Don't upload compiler benchmark debug info to the benchmark database (#153769)

During our debug session, @wdvr and I found out that the benchmark database is growing much faster than we expect. After taking a closer look, the majority of them coming from TorchInductor benchmark and the top 3 are all debug information not used by any dashboard atm.
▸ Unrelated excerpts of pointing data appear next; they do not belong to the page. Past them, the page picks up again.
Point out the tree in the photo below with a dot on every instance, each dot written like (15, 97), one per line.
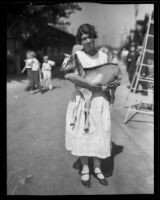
(32, 20)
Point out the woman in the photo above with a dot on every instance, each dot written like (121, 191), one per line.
(96, 142)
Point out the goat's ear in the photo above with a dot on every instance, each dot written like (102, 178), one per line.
(66, 55)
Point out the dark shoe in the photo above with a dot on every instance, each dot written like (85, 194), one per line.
(86, 183)
(102, 181)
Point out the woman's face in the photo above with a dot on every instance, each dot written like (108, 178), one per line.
(87, 42)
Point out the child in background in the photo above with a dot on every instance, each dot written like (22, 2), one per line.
(35, 73)
(46, 71)
(28, 66)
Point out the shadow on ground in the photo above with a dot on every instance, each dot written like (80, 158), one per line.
(107, 165)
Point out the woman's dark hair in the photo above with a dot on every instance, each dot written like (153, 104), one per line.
(86, 29)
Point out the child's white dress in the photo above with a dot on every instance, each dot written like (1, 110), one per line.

In the period of 7 days, there are close to 6 millions records ([query](https://paste.sh/GUVCBa0v#UzszFCZaWQxh7oSVsZtfZdVE)) ``` Benchmark,Metric,Count "TorchInductor","user_stack","1926014" "TorchInductor","reason","1926014" "TorchInductor","model","1926014" ``` Let's skip uploading them to avoid bloating the database. Pull Request resolved: https://github.com/pytorch/pytorch/pull/153769 Approved by: https://github.com/malfet
2025-10-20 21:14:14 +08:00 · 2025-05-23 01:18:26 +00:00
parent 768cb734ec
commit 7509b150af
1 changed files with 8 additions and 2 deletions
--- a/benchmarks/dynamo/common.py
+++ b/benchmarks/dynamo/common.py
@ -343,7 +343,7 @@ def load_model_from_path(path_and_class_str):
    return model, inputs


-def write_outputs(filename, headers, row):
+def write_outputs(filename, headers, row, upload_to_benchmark_db: bool = True):
    """
    Write both CSV and JSON outputs using the original CSV output interface
    """
@ -352,7 +352,8 @@ def write_outputs(filename, headers, row):
        return

    output_csv(filename, headers, row)
-    output_json(filename, headers, row)
+    if upload_to_benchmark_db:
+        output_json(filename, headers, row)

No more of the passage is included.